CloudSoda Release 25.10 – Cloud Soda

Release 25.10 brings significant performance optimizations to file scanning and reports along with enhanced flexibility for data governance workflows. This update also introduces deeper integration with PowerScale quotas, expands our global connectivity options, and significantly accelerates onboarding with new bulk provisioning tools.

Highlights

Accelerated Windows Scanning: We’ve optimized how the platform interacts with Windows file systems, resulting in scan speeds up to 2x faster by reducing system call overhead.
Rapid Resource Onboarding: A new CLI-based bulk provisioning tool allows administrators to configure storages, agents, and scopes via CSV, replacing manual clicking with automated, idempotent execution.
Decoupled Duplicate Detection: Duplicate detection is now a standalone, schedulable job. This allows for dedicated storage analysis without tying up resources during standard indexing scans.
Real-Time PowerScale Quotas: A new API interface provides near real-time tracking of PowerScale quota metrics, offering better visibility into storage limits and usage.
Metadata Preservation: Enhanced data fidelity options now allow you to preserve object metadata when transferring between buckets across AWS, Google Cloud, and Azure.

New Features

Data Orchestration

Bulk Resource Provisioning (CLI): We have introduced a new command-line tool designed to streamline onboarding and large-scale configuration.
- CSV-Driven Setup: Users can now provision multiple storages, accessors, agents, and scope assignments in a single operation by uploading a defined CSV file.
- Idempotent & Safe: The tool is built to be idempotent—it verifies if resources already exist before attempting creation, preventing duplication errors. It also includes specific validation logic for SMB accessors to ensure connection integrity.
- Operational Velocity: This feature significantly reduces the risk of manual configuration errors and dramatically speeds up the deployment of complex multi-storage environments.
Metadata Preservation Control (API Only): Added a specific job option to preserve metadata stored on objects during transfers between S3, GCS, and Azure buckets. This ensures critical context travels with your data during migrations.
PowerScale Quota Visibility (API Only): Users can now access a read-only interface for PowerScale quota metrics via GraphQL. This includes support for filtering by path and thresholds, providing immediate insight into storage consumption versus limits.
Agent Network Diagnostics: Added a ping command to the Agent CLI. This allows administrators to test network connectivity and peer-to-peer mesh status directly from the agent for faster troubleshooting. E.g. soda ping <orgid>.agent.cloudsoda.io

Data Intelligence

Standalone Duplicate Detection Jobs: Duplicate detection has been separated from standard scan jobs. You can now configure reports to run duplicate detection against specific storage targets independently, improving workflow flexibility and report accuracy.
Enhanced Search Filters:
- Time-Based Filtering: Added an Indexed Date filter to search results, helping users identify files based on when they were last processed by the system.
- Folder Picker: A new interactive folder tree in the Search section allows for precise selection of starting paths, eliminating the need to type paths manually.

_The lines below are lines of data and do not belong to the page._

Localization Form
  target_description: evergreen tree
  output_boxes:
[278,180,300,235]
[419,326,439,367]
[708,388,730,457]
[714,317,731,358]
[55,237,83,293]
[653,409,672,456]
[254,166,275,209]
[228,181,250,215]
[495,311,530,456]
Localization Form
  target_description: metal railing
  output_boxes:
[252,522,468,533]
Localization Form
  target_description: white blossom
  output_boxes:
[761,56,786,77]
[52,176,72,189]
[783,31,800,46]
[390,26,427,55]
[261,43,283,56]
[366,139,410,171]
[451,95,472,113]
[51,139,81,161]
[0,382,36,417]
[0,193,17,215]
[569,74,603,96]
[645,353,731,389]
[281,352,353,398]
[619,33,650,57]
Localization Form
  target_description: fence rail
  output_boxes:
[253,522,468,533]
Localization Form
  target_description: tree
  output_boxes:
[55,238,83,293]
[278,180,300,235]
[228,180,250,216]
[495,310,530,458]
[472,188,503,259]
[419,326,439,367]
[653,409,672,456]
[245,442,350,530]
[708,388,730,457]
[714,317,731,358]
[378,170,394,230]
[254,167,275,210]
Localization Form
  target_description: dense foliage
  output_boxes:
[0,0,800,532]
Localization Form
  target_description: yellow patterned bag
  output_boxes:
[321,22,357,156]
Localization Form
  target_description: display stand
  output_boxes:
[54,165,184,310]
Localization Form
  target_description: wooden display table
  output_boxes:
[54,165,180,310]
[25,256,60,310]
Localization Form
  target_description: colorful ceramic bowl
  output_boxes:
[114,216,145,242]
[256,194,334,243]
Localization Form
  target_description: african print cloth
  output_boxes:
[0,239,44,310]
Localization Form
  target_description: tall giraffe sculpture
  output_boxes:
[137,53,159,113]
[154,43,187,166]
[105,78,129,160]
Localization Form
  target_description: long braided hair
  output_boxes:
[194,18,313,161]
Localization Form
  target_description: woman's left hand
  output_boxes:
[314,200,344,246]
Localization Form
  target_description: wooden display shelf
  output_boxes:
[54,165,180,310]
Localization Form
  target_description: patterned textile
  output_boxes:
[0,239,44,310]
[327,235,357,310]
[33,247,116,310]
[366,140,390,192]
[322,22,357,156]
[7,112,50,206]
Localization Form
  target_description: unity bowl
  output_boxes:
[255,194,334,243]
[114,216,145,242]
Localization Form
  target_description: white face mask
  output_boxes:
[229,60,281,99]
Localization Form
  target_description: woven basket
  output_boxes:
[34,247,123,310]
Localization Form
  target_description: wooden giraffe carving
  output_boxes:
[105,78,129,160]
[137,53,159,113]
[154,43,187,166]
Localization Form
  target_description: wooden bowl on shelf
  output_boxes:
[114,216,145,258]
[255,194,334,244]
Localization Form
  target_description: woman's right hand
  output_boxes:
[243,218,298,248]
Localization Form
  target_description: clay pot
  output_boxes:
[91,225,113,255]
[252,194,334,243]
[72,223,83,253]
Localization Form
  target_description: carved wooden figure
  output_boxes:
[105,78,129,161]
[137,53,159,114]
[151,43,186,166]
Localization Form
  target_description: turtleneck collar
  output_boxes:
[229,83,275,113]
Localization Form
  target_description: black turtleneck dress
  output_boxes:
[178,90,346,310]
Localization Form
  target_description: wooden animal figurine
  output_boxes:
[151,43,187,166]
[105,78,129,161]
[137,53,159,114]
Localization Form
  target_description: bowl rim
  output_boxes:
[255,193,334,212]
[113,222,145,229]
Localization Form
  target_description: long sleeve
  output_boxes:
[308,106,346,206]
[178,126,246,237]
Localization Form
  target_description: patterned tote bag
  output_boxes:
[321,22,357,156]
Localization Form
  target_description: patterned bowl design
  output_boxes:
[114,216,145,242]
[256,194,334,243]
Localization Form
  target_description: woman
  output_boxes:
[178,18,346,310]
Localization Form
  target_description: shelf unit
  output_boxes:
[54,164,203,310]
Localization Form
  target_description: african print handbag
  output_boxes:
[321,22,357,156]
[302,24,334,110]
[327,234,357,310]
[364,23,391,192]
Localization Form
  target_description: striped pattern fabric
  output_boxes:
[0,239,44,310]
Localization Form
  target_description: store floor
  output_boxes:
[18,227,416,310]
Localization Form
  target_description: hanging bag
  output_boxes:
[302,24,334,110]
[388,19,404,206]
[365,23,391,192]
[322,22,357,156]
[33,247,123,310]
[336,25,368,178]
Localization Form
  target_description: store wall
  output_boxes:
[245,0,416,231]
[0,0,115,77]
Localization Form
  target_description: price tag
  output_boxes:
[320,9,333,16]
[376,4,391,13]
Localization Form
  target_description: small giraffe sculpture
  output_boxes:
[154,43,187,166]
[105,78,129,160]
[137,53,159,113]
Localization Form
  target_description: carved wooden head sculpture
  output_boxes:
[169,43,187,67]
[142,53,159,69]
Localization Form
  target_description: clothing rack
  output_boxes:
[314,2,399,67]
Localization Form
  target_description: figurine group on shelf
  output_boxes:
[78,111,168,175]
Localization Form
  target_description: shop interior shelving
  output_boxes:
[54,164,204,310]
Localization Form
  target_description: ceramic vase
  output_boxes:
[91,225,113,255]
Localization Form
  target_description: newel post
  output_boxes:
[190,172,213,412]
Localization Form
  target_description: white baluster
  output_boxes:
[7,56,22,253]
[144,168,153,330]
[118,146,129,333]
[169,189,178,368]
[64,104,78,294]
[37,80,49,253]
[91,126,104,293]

Feature Spotlight: Duplicate Detection Redesign

We have fully redesigned the duplicate detection feature. This new architecture transforms duplicate detection into a targeted, scalable reporting tool, giving you precise control over data hygiene and cost optimization.

Key Capabilities:

Custom Scheduling & Control: A new "Report" job type (found under Intelligence > Schedules) allows you to run duplicate detection independently of standard indexing scans.
Targeted Scope: You can now define exactly which storages or folders are analyzed. Compare on-prem vs. cloud, or check specific project folders without scanning the entire ecosystem.
Resource Protection: New job blocking logic prevents resource conflicts, ensuring report generation doesn’t impact ongoing operations.
Fault Tolerance: The system is now resilient to application restarts, ensuring long-running reports complete successfully.

Why the Change? Previously, duplicate detection was tied to scan jobs, which limited flexibility and could result in "polluted" results (e.g., flagging necessary backups as duplicates). The new engine separates detection from indexing, allowing for specific use cases like:

Deduplication within a single project.
Comparison between specific on-prem and cloud volumes.
Excluding specific "safe" zones from analysis.

Note: With this update, the legacy "isDuplicate" column and filters have been removed from the standard Search and File Management interfaces to prevent misleading data views.

Improvements & Enhancements

Performance & Reliability

Windows Scanning Optimization: Removed unnecessary metadata retrieval steps (inodes) during Windows file scans, significantly reducing kernel overhead and accelerating scan completion times.
Duplicate Detection Accuracy and Speed: Improved the underlying logic for duplicate detection to eliminate false positives and better manage memory usage during large-scale analysis resulting in a dramatically faster processing for large sets of files.
Resilient Indexing: Implemented smarter retry logic (exponential back-off) when the search index is under heavy load, preventing temporary congestion from failing entire scan jobs.
UI Responsiveness: Major updates to form handling (Policies, Jobs, Catalogs) have eliminated UI lag when editing complex configurations.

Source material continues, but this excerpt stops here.